Si c'est dans un sourd fracas que le titre se termine, As Far As The Eye Can See (East) ouvre avec la délicatesse de son harmonie synthétisée. Des effets cosmiques nourriront son territoire de 21 minutes alors qu'une première structure de rythme avance à pas de loup. Tout est gracieux! Autant ces solos gémissants que ces accords de claviers et ses bouts de mélodies bohémiennes qui tantôt suivent le rythme et parfois s'en éloigne. Mais toujours, ce synthé et ses suaves chants aériens! Les 4 minutes sont frimées sur cet album! Puisque c'est après en avoir franchi cette barre que les percussions raisonnent les ambiances en les encadrant dans un beau slow morphique légèrement sautillant. Stephan Whitlan et David Wright font travailler leur imagination en injectant tous les ingrédients nécessaires pour secouer notre émotivité. Mais la route est longue et son boléro émotionnel trop latent. Une voix dissonante invite le rythme à avoir plus de mordant dans l'ouverture de As Far As The Eye Can See (South) où le synthé pleure toutes les larmes de son interstice. Les percussions érigent une muraille lourde et frappante avec des effets organiques bien implantés dans les frappes. Et là aussi la finale étire sa compassion pour ces arpèges pleureurs et les divers effets sonores où nous sentons un David Wright déchiré entre Walking with Ghosts et Stranger Days. Le néant absorbe la finale, tout comme donne naissance à As Far As The Eye Can See (West). Ce plus long titre de l'album est moulé dans cette vision que David Wright a su planter depuis la quatrième minute de A Study In Geomancy (Lunar). Il y a des longueurs? Oui, mais comme un bon architecte des harmonies qu'il est, il apporte des nuances dans les harmonies, les ambiances et les effets, comme cette longue spirale séquencée en ouverture. Le jeu des percussions apporte aussi ses variances dans la dimension du rythme, comme dans ses couleurs, alors que les solos de synthé réussissent à déjouer nos oreilles qui discernent des solos de guitare. Des accords, comme des riffs, de guitare et/ou de clavier ajoutent à cette dimension sonore sphéroïdale qui encercle la progression de As Far As The Eye Can See. Et toujours cette vision harmonique nuancée à chaque nouveau tour de chant du synthé. Et c'est aussi dans les poussières de sérénité que ce conclut cette excellente trilogie d’un majestueux album qui a dépassé mes attentes…et elles étaient grandes.

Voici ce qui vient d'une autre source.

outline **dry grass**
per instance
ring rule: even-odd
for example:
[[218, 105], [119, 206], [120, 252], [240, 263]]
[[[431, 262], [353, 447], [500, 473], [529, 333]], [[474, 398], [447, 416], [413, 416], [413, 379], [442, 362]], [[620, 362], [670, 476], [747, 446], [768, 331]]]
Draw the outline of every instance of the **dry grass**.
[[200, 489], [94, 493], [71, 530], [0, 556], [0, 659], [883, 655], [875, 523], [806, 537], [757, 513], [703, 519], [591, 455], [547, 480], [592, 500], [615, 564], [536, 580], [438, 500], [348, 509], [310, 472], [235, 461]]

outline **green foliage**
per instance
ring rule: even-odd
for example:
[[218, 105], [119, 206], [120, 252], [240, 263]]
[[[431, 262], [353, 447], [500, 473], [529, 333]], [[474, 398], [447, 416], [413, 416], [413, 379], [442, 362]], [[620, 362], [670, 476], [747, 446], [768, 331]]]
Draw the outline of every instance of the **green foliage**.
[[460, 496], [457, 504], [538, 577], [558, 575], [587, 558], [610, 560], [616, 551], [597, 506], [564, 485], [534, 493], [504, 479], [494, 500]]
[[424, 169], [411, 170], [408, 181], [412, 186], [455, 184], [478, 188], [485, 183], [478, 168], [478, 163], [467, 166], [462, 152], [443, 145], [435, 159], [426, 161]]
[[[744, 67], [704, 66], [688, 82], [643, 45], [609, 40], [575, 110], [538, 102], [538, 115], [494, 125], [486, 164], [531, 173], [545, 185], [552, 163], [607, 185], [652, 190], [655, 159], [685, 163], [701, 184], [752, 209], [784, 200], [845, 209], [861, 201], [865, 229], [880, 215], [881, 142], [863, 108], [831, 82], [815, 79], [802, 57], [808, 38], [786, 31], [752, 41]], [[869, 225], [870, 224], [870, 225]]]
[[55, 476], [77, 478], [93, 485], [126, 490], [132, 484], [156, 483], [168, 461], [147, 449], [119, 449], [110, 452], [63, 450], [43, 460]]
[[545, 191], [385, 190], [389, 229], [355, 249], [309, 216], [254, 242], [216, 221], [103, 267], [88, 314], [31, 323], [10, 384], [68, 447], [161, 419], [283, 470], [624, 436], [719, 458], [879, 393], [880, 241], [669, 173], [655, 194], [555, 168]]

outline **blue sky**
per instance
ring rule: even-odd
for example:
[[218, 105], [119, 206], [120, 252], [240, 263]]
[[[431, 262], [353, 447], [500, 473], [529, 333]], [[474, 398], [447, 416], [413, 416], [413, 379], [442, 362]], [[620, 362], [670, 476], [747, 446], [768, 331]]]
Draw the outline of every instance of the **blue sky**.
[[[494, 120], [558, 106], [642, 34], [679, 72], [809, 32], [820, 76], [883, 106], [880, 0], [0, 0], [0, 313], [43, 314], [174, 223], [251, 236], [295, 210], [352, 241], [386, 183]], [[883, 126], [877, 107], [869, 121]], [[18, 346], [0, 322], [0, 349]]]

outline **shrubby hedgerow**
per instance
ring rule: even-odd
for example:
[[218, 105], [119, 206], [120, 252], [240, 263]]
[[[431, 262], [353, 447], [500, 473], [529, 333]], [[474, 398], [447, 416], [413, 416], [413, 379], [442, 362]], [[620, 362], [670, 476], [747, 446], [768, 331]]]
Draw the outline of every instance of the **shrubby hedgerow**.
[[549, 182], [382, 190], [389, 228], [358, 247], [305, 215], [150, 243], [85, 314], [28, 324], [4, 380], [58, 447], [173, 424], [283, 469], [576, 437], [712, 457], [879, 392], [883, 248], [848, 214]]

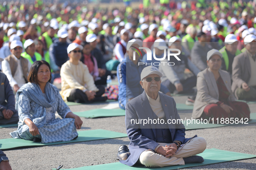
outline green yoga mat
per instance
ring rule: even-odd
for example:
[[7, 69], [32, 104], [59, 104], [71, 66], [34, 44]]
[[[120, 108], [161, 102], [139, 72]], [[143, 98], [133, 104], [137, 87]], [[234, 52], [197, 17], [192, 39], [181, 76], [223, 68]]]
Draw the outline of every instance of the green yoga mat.
[[[191, 167], [210, 165], [211, 164], [230, 162], [243, 159], [250, 159], [256, 157], [256, 155], [241, 153], [230, 152], [214, 148], [206, 149], [204, 152], [198, 154], [201, 156], [204, 159], [204, 161], [201, 163], [188, 164], [183, 165], [174, 165], [163, 167], [146, 168], [141, 165], [135, 167], [129, 167], [119, 162], [103, 164], [101, 165], [83, 167], [72, 169], [62, 169], [61, 170], [135, 170], [138, 169], [152, 170], [171, 170], [177, 169], [187, 168]], [[52, 170], [56, 170], [53, 168]]]
[[125, 116], [125, 110], [121, 109], [96, 109], [83, 112], [73, 112], [80, 117], [95, 118], [100, 117], [112, 117]]
[[256, 104], [256, 101], [242, 101], [241, 100], [237, 100], [237, 101], [242, 101], [243, 102], [245, 102], [247, 104]]
[[6, 127], [18, 126], [17, 124], [7, 124], [7, 125], [0, 125], [0, 128], [3, 128]]
[[96, 129], [78, 131], [78, 137], [76, 139], [66, 142], [59, 142], [49, 143], [34, 142], [33, 141], [23, 139], [8, 138], [0, 139], [0, 149], [6, 150], [24, 147], [48, 146], [81, 142], [94, 141], [127, 137], [126, 133], [120, 133], [110, 130]]
[[[190, 118], [191, 119], [191, 118]], [[248, 121], [246, 122], [246, 123], [248, 124], [251, 124], [251, 123], [256, 123], [256, 113], [251, 113], [250, 114], [250, 119], [251, 119], [251, 120]], [[235, 126], [237, 125], [243, 125], [241, 123], [238, 124], [212, 124], [212, 123], [209, 123], [209, 124], [194, 124], [194, 122], [193, 121], [193, 124], [188, 124], [187, 125], [186, 121], [184, 123], [184, 126], [185, 126], [185, 128], [186, 128], [186, 130], [194, 130], [194, 129], [208, 129], [208, 128], [214, 128], [219, 127], [224, 127], [224, 126]]]
[[66, 103], [66, 104], [68, 106], [75, 106], [75, 105], [79, 105], [81, 104], [93, 104], [95, 103], [104, 103], [107, 102], [111, 102], [112, 101], [117, 101], [115, 100], [107, 100], [105, 101], [97, 101], [93, 103], [76, 103], [76, 102], [72, 102], [71, 101], [67, 101]]
[[[178, 110], [193, 109], [193, 106], [185, 104], [176, 104]], [[100, 117], [112, 117], [125, 116], [125, 110], [120, 108], [114, 109], [96, 109], [82, 112], [73, 112], [80, 117], [95, 118]]]

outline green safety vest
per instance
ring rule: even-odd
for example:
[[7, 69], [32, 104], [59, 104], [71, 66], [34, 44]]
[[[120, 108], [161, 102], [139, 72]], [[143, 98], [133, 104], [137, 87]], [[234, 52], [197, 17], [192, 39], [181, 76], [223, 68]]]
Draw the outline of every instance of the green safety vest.
[[[28, 59], [32, 64], [33, 64], [33, 63], [34, 63], [34, 62], [31, 58], [31, 57], [26, 52], [24, 52], [24, 53], [22, 53], [20, 55], [23, 57], [24, 58]], [[35, 52], [35, 56], [36, 57], [36, 61], [40, 61], [42, 60], [42, 56], [39, 53], [37, 53], [36, 52]]]
[[[45, 37], [45, 42], [46, 43], [46, 46], [47, 46], [47, 49], [49, 49], [51, 44], [52, 44], [52, 38], [51, 38], [51, 37], [50, 37], [49, 35], [48, 35], [48, 33], [47, 33], [47, 32], [45, 32], [44, 33], [43, 33], [42, 34], [42, 36], [43, 37]], [[58, 37], [57, 34], [54, 34], [54, 37], [56, 37], [56, 38]], [[42, 40], [42, 36], [40, 36], [38, 38], [38, 39], [39, 40]]]
[[[223, 48], [220, 50], [220, 52], [222, 54], [222, 58], [223, 58], [223, 59], [224, 59], [225, 64], [226, 65], [226, 70], [227, 70], [228, 69], [228, 66], [229, 65], [229, 60], [228, 59], [228, 56], [227, 56], [227, 51], [226, 51], [226, 50], [225, 50], [225, 49], [226, 47], [224, 47]], [[240, 51], [239, 50], [237, 50], [237, 52], [236, 52], [236, 56], [237, 56], [241, 53], [241, 51]]]
[[[198, 41], [198, 38], [196, 37], [195, 38], [196, 41]], [[185, 42], [185, 40], [187, 40], [187, 41], [188, 42], [188, 48], [189, 48], [190, 50], [192, 50], [192, 48], [193, 46], [194, 46], [194, 40], [189, 34], [188, 34], [186, 35], [183, 37], [182, 38], [182, 42]]]

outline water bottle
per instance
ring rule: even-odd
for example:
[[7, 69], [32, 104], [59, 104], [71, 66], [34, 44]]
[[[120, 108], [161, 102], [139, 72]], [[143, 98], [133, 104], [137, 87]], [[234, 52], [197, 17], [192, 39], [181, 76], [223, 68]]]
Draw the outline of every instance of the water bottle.
[[107, 78], [107, 87], [109, 88], [109, 86], [111, 85], [112, 82], [112, 80], [111, 79], [111, 76], [108, 76]]

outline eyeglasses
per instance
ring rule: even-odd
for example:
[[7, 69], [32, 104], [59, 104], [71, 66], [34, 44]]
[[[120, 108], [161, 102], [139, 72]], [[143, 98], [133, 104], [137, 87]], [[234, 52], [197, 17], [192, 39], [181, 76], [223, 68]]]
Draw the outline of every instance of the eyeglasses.
[[156, 82], [159, 82], [160, 81], [160, 80], [161, 80], [161, 78], [159, 77], [153, 77], [153, 78], [148, 77], [147, 78], [144, 79], [144, 80], [146, 81], [147, 82], [151, 82], [152, 81], [152, 80], [153, 79], [155, 79], [155, 81]]
[[14, 50], [15, 51], [17, 50], [22, 50], [22, 47], [19, 47], [19, 48], [15, 47], [15, 48], [13, 48], [13, 50]]
[[78, 52], [78, 53], [81, 53], [81, 50], [78, 50], [77, 51], [76, 50], [73, 50], [73, 52], [74, 52], [74, 53], [76, 53], [77, 52]]

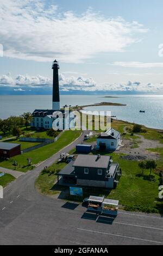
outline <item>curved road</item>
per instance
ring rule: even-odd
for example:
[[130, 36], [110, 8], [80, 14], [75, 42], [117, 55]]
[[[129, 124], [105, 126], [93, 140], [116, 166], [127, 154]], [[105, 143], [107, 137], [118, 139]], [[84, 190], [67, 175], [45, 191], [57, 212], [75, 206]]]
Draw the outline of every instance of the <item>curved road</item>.
[[43, 167], [81, 143], [85, 134], [4, 189], [0, 199], [1, 245], [163, 244], [159, 215], [121, 211], [115, 220], [101, 217], [80, 205], [36, 191], [35, 180]]

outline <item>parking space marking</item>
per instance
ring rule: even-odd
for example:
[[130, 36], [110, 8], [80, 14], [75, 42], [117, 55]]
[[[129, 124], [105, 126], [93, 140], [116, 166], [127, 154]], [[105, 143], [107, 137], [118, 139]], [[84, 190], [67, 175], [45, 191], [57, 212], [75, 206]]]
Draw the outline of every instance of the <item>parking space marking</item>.
[[156, 229], [157, 230], [163, 230], [162, 228], [154, 228], [154, 227], [152, 227], [142, 226], [142, 225], [136, 225], [135, 224], [124, 223], [123, 222], [117, 222], [116, 221], [112, 222], [112, 221], [105, 221], [105, 220], [103, 220], [102, 221], [103, 221], [104, 222], [112, 223], [112, 224], [116, 223], [116, 224], [120, 224], [121, 225], [129, 225], [129, 226], [137, 227], [139, 228], [150, 228], [151, 229]]
[[119, 211], [118, 214], [126, 214], [127, 215], [133, 215], [139, 217], [143, 217], [146, 218], [159, 218], [159, 220], [163, 220], [163, 218], [161, 217], [155, 217], [155, 216], [148, 216], [147, 215], [141, 215], [141, 214], [128, 214], [127, 212], [123, 212], [122, 211]]
[[158, 242], [158, 241], [153, 241], [153, 240], [148, 240], [146, 239], [142, 239], [141, 238], [137, 238], [137, 237], [133, 237], [131, 236], [124, 236], [122, 235], [117, 235], [116, 234], [111, 234], [111, 233], [105, 233], [104, 232], [100, 232], [99, 231], [94, 231], [94, 230], [91, 230], [89, 229], [84, 229], [83, 228], [77, 228], [78, 230], [81, 230], [81, 231], [85, 231], [87, 232], [91, 232], [91, 233], [97, 233], [97, 234], [101, 234], [103, 235], [110, 235], [112, 236], [118, 236], [120, 237], [123, 237], [123, 238], [127, 238], [128, 239], [133, 239], [135, 240], [139, 240], [139, 241], [143, 241], [144, 242], [152, 242], [154, 243], [160, 243], [161, 245], [163, 245], [163, 242]]

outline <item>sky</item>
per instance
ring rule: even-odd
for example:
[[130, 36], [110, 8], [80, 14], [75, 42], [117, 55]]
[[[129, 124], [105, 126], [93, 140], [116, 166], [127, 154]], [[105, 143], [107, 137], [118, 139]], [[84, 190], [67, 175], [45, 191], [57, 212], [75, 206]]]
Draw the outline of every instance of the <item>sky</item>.
[[0, 0], [0, 95], [163, 94], [162, 0]]

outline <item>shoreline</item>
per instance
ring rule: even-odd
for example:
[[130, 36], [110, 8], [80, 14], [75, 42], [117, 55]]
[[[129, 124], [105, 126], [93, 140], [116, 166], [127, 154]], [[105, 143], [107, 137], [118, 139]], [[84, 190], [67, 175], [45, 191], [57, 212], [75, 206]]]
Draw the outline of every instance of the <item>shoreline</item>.
[[112, 106], [116, 107], [124, 107], [127, 106], [127, 104], [122, 104], [121, 103], [114, 103], [114, 102], [100, 102], [100, 103], [95, 103], [95, 104], [90, 104], [87, 105], [83, 106], [76, 106], [76, 107], [71, 107], [70, 110], [73, 111], [80, 111], [84, 110], [86, 107], [99, 107], [103, 106]]
[[[82, 114], [82, 112], [81, 111], [83, 110], [83, 109], [76, 109], [76, 111], [79, 111], [79, 112]], [[153, 131], [156, 131], [156, 132], [160, 132], [160, 133], [163, 133], [163, 129], [159, 129], [158, 128], [153, 128], [153, 127], [148, 127], [148, 126], [146, 126], [146, 125], [143, 125], [143, 124], [138, 124], [138, 123], [131, 123], [131, 122], [130, 122], [129, 121], [126, 121], [125, 120], [122, 120], [122, 119], [116, 119], [116, 117], [115, 116], [111, 116], [110, 117], [111, 118], [112, 118], [113, 120], [115, 120], [115, 121], [119, 121], [119, 122], [123, 122], [123, 123], [125, 123], [127, 124], [128, 124], [129, 125], [134, 125], [134, 124], [139, 124], [140, 125], [141, 125], [144, 128], [146, 128], [147, 129], [150, 129], [150, 130], [152, 130]]]

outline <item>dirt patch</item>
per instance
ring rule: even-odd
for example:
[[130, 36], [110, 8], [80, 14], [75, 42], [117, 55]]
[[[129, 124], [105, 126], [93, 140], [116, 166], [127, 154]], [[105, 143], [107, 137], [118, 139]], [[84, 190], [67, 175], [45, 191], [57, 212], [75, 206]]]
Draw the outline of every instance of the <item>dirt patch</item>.
[[142, 136], [139, 136], [139, 138], [135, 139], [131, 137], [129, 139], [124, 138], [122, 144], [123, 147], [117, 153], [127, 154], [133, 160], [158, 160], [160, 159], [160, 154], [147, 150], [147, 149], [163, 148], [163, 144], [158, 141], [147, 139]]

THE REFLECTING SKY est un coup de génie! C'est 75 minutes d'une musique qui relève le défi d'être aussi ingénieuse que mélodieuse. Chaque partie à sa place et est à sa place avec des moments extrêmement puissants qui font danser des frissons sur nos bras. Et ce n'est pas juste parce que c'est tendre! Bref, il n'y a pas d'hésitations si vous êtes fan de David Wright ou si vous êtes juste à la recherche de bonne musique qui a tous les atouts et aucun défaut. Même les longueurs sont belles! Quand à Stephan Whitlan, son adresse au synthétiseur ressort merveilleusement bien ici alors que sa vision très progressive de la MÉ est très bien encadrée dans cet album qui fait assurément partie du Top 3 des albums de David Wright et mon Top 5 de cette année. Excellent!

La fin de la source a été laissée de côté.